Child prodigies

by Emily

It's natural for parents to look for their children's strengths and special gifts, but some children really do seem to have a gift for learning that others can only dream of. Here we look at three famous child prodigies from the academic and musical worlds and find out what happened to them...

1) William Rowan Hamilton - Born in 1805, Hamilton was able to read Hebrew by the time he was 7 and studied Arabic, Persian, Greek, Latin and six other languages at the age of 12. In his lifetime he discovered quaternion (which our Maths tutors will no doubt recognise as a complex number of the form w + xi + yj +zk), and was the catalyst for modern day study and understanding of quantum mechanics and electromagnetism. By the age of 18, Hamilton was widely lauded as a genius. He reformulated Newtonian mechanics, which led to the change of name to Hamiltonian mechanics. An outstanding mathematician, and one who was always destined for greatness at an early age.
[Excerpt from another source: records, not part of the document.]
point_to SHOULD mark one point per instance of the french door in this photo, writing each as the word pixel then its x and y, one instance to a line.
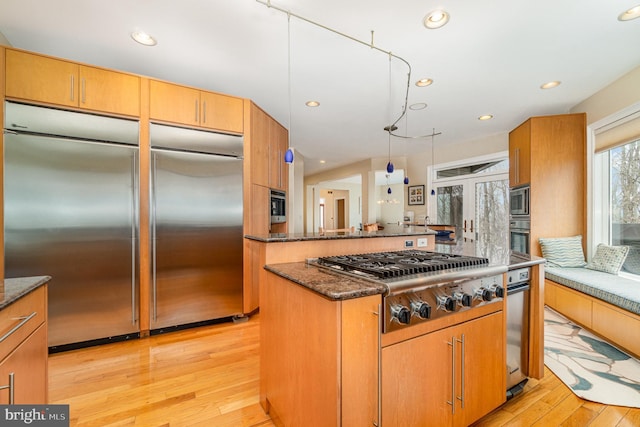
pixel 478 207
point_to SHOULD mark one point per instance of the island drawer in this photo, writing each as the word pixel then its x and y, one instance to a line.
pixel 19 319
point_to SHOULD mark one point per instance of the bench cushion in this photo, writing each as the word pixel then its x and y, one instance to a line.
pixel 616 290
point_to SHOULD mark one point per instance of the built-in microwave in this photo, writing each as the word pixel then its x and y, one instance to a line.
pixel 520 236
pixel 278 207
pixel 519 201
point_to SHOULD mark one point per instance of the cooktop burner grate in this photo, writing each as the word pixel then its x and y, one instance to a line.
pixel 401 263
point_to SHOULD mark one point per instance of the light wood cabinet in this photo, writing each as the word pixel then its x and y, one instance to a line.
pixel 278 144
pixel 193 107
pixel 23 347
pixel 450 377
pixel 520 155
pixel 40 78
pixel 259 149
pixel 318 358
pixel 269 142
pixel 549 154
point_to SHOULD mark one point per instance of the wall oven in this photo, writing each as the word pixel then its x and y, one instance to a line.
pixel 278 207
pixel 520 235
pixel 519 201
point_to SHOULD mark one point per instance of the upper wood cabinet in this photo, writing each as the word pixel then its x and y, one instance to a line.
pixel 520 155
pixel 269 142
pixel 180 104
pixel 549 154
pixel 53 81
pixel 259 149
pixel 278 144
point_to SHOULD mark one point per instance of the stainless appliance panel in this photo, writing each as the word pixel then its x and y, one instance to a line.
pixel 519 200
pixel 520 237
pixel 278 206
pixel 71 213
pixel 197 237
pixel 517 328
pixel 175 138
pixel 51 121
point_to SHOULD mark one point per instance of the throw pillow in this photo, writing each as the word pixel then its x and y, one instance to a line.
pixel 608 258
pixel 563 251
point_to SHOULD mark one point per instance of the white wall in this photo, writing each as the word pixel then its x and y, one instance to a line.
pixel 3 40
pixel 613 98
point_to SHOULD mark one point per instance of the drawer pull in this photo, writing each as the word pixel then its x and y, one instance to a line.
pixel 23 319
pixel 10 387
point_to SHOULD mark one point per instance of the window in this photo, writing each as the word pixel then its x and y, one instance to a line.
pixel 617 200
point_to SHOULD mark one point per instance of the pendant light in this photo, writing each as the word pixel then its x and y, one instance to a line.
pixel 390 128
pixel 404 151
pixel 433 161
pixel 288 155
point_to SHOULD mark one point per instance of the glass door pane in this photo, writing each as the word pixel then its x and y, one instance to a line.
pixel 450 207
pixel 492 216
pixel 478 208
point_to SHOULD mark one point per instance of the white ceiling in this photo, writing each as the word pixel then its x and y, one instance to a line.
pixel 491 58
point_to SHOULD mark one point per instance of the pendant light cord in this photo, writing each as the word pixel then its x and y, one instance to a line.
pixel 370 45
pixel 289 76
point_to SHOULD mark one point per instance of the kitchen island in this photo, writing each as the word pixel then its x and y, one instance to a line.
pixel 278 248
pixel 23 347
pixel 325 360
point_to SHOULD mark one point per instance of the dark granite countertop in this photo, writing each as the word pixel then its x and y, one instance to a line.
pixel 496 255
pixel 14 289
pixel 338 286
pixel 331 285
pixel 389 231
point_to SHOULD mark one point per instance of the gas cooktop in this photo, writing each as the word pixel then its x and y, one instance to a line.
pixel 385 265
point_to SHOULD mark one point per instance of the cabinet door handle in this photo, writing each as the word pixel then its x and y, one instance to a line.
pixel 204 111
pixel 11 388
pixel 461 398
pixel 517 166
pixel 269 164
pixel 453 375
pixel 23 321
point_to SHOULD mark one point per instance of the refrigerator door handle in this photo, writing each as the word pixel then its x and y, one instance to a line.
pixel 134 214
pixel 154 288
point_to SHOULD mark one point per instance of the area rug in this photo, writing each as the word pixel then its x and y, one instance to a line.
pixel 594 369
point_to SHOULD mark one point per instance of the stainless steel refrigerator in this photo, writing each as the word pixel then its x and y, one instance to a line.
pixel 71 210
pixel 196 226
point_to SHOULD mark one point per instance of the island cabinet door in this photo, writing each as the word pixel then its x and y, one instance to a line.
pixel 417 381
pixel 451 377
pixel 359 341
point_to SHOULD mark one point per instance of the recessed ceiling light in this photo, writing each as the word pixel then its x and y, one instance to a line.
pixel 143 38
pixel 424 82
pixel 550 85
pixel 630 14
pixel 436 19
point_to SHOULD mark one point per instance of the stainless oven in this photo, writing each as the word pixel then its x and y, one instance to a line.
pixel 519 201
pixel 278 207
pixel 520 235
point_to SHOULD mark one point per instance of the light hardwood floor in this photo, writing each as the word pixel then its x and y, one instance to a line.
pixel 208 376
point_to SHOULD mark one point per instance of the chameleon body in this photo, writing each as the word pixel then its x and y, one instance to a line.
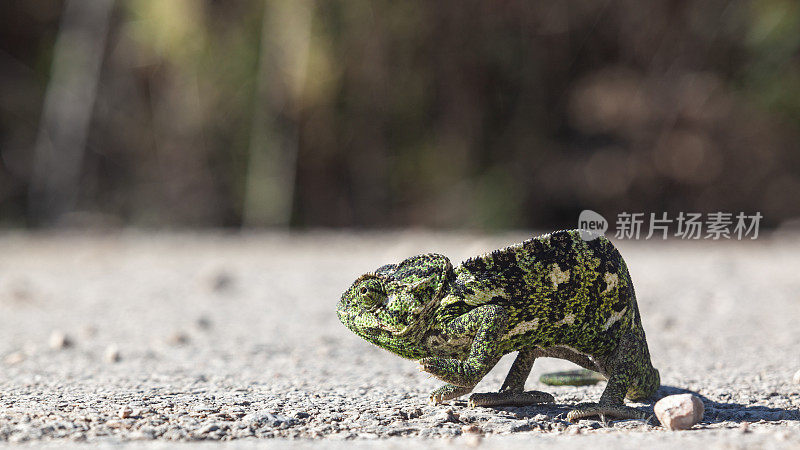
pixel 555 295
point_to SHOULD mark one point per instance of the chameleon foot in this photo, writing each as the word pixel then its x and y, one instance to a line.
pixel 595 409
pixel 507 398
pixel 448 392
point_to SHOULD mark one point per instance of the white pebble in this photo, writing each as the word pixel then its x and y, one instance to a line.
pixel 112 354
pixel 124 412
pixel 679 412
pixel 14 358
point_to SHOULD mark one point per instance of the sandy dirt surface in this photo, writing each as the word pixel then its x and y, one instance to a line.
pixel 143 340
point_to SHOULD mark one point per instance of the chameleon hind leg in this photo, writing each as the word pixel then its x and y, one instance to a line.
pixel 513 392
pixel 624 366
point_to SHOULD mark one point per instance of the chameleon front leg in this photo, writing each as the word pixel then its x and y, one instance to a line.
pixel 625 365
pixel 513 392
pixel 487 324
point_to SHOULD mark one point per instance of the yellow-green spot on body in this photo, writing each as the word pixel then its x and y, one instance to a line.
pixel 555 295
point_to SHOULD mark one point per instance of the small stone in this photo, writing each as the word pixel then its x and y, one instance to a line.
pixel 471 429
pixel 178 338
pixel 14 358
pixel 124 412
pixel 112 354
pixel 203 322
pixel 473 440
pixel 679 412
pixel 208 428
pixel 59 340
pixel 222 281
pixel 447 416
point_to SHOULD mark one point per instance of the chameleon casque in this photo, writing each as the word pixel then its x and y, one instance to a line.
pixel 555 295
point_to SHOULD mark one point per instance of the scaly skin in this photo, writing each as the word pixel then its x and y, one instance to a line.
pixel 555 295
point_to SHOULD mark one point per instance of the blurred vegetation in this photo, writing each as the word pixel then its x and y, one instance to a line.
pixel 390 114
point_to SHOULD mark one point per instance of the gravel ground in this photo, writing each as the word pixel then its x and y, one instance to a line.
pixel 147 340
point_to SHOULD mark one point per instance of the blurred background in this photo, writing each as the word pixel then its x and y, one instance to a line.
pixel 446 114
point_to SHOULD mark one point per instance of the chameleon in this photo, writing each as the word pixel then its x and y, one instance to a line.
pixel 565 294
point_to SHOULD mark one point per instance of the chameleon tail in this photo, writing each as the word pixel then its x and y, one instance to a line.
pixel 582 377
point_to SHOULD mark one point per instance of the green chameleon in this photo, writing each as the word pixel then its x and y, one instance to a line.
pixel 556 295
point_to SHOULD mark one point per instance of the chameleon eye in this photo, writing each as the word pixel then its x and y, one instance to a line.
pixel 371 294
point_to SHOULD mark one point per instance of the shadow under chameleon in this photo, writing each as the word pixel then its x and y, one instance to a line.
pixel 715 412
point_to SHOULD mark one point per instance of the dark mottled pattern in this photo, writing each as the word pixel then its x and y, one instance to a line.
pixel 555 295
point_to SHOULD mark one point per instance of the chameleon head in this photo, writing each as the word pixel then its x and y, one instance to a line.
pixel 391 307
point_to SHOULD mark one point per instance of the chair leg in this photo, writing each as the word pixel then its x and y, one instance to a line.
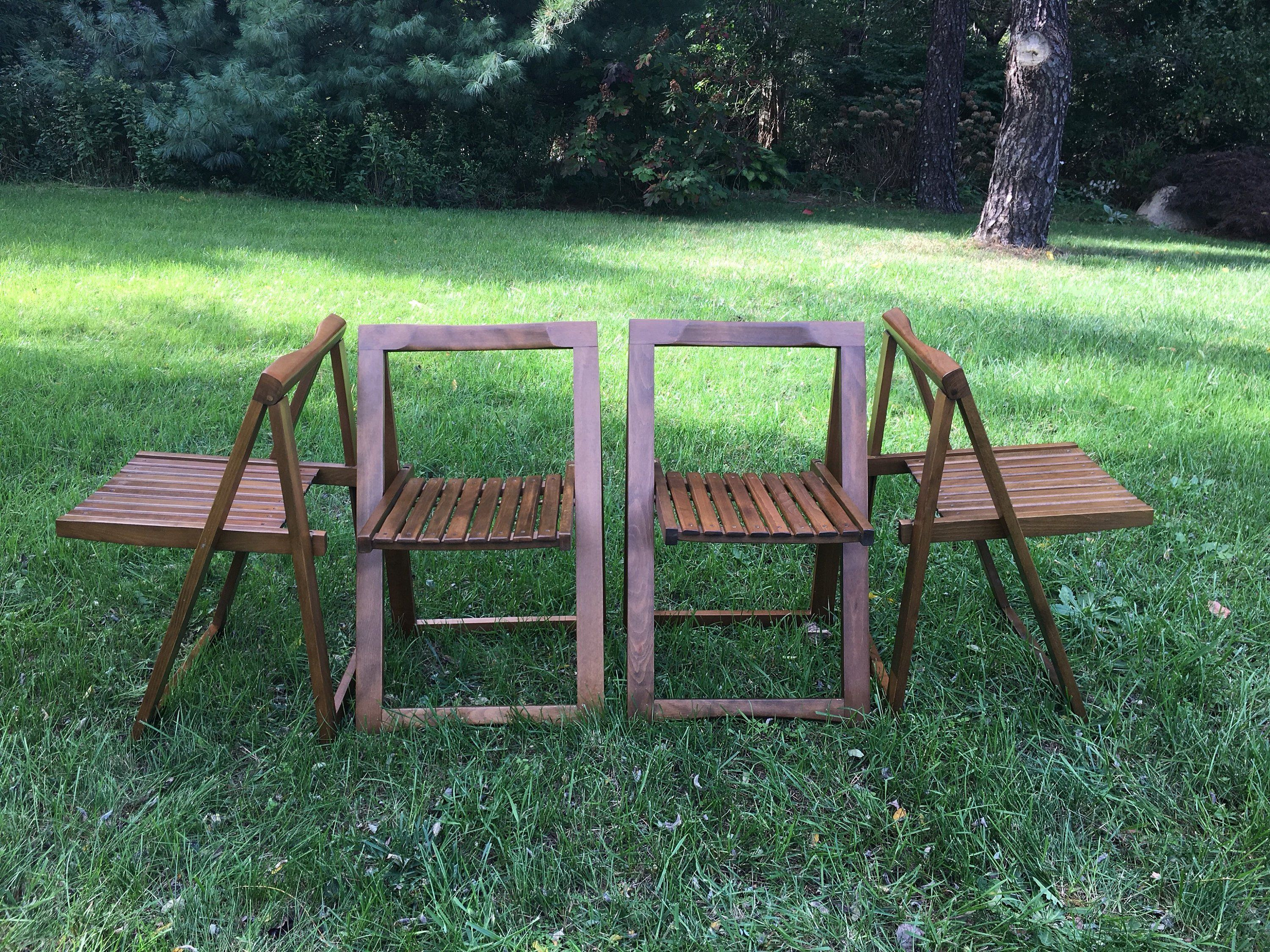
pixel 1048 629
pixel 397 567
pixel 315 641
pixel 910 606
pixel 825 583
pixel 999 593
pixel 167 655
pixel 214 629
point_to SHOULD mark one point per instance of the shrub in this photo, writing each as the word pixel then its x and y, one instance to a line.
pixel 879 139
pixel 1227 192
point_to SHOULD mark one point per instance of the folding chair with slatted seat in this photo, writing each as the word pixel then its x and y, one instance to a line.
pixel 983 493
pixel 817 506
pixel 235 504
pixel 400 513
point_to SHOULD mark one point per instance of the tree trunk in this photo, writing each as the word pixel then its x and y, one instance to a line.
pixel 771 112
pixel 936 125
pixel 1038 89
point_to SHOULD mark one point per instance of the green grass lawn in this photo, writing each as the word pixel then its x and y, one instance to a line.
pixel 134 322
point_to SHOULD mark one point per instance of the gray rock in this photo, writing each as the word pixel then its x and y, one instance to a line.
pixel 1156 211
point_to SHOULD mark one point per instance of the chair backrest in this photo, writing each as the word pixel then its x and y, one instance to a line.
pixel 929 367
pixel 291 375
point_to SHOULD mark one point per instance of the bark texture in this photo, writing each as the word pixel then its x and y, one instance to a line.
pixel 941 97
pixel 1038 91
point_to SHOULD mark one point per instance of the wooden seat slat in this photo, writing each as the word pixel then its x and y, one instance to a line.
pixel 748 513
pixel 158 499
pixel 458 528
pixel 797 522
pixel 529 513
pixel 566 535
pixel 1072 494
pixel 828 506
pixel 400 511
pixel 665 506
pixel 550 508
pixel 723 504
pixel 768 508
pixel 506 518
pixel 484 517
pixel 477 513
pixel 748 508
pixel 441 515
pixel 418 517
pixel 707 516
pixel 682 503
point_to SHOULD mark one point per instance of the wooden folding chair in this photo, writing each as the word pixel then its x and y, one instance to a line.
pixel 237 504
pixel 816 507
pixel 983 493
pixel 400 513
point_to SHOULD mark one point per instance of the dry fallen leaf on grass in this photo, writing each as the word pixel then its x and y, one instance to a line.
pixel 907 936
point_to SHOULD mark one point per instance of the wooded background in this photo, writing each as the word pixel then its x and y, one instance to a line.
pixel 568 103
2) Avicenna - Having memorized the entire Quran by the age of 10, and undertaken the study of medicine by the time he was 13, Avicenna was hailed as one of the most intelligent people to have ever existed by the time he passed away in 1037. His early development led him to be renowned as an astronomer, chemist, Geologist, physicist, poet, scientist and teacher during his later years.

3) Wolfgang Amadeus Mozart - Arguably the world's most famous composer of classical music, Mozart began composing as a small child. His sister Maria Anna wrote in her memoirs: "In the fourth year of his age his father, for a game as it were, began to teach him a few minuets and pieces at the clavier. [...] He could play it faultlessly and with the greatest delicacy, and keeping exactly in time. [...] At the age of five he was already composing little pieces, which he played to his father who wrote them down." Just today, a new theory emerged regarding Mozart's untimely death in 1791 as a 35-year-old: scholars now believe he died of strep throat. Previous theories have included poisoning, rheumatic fever and working too hard.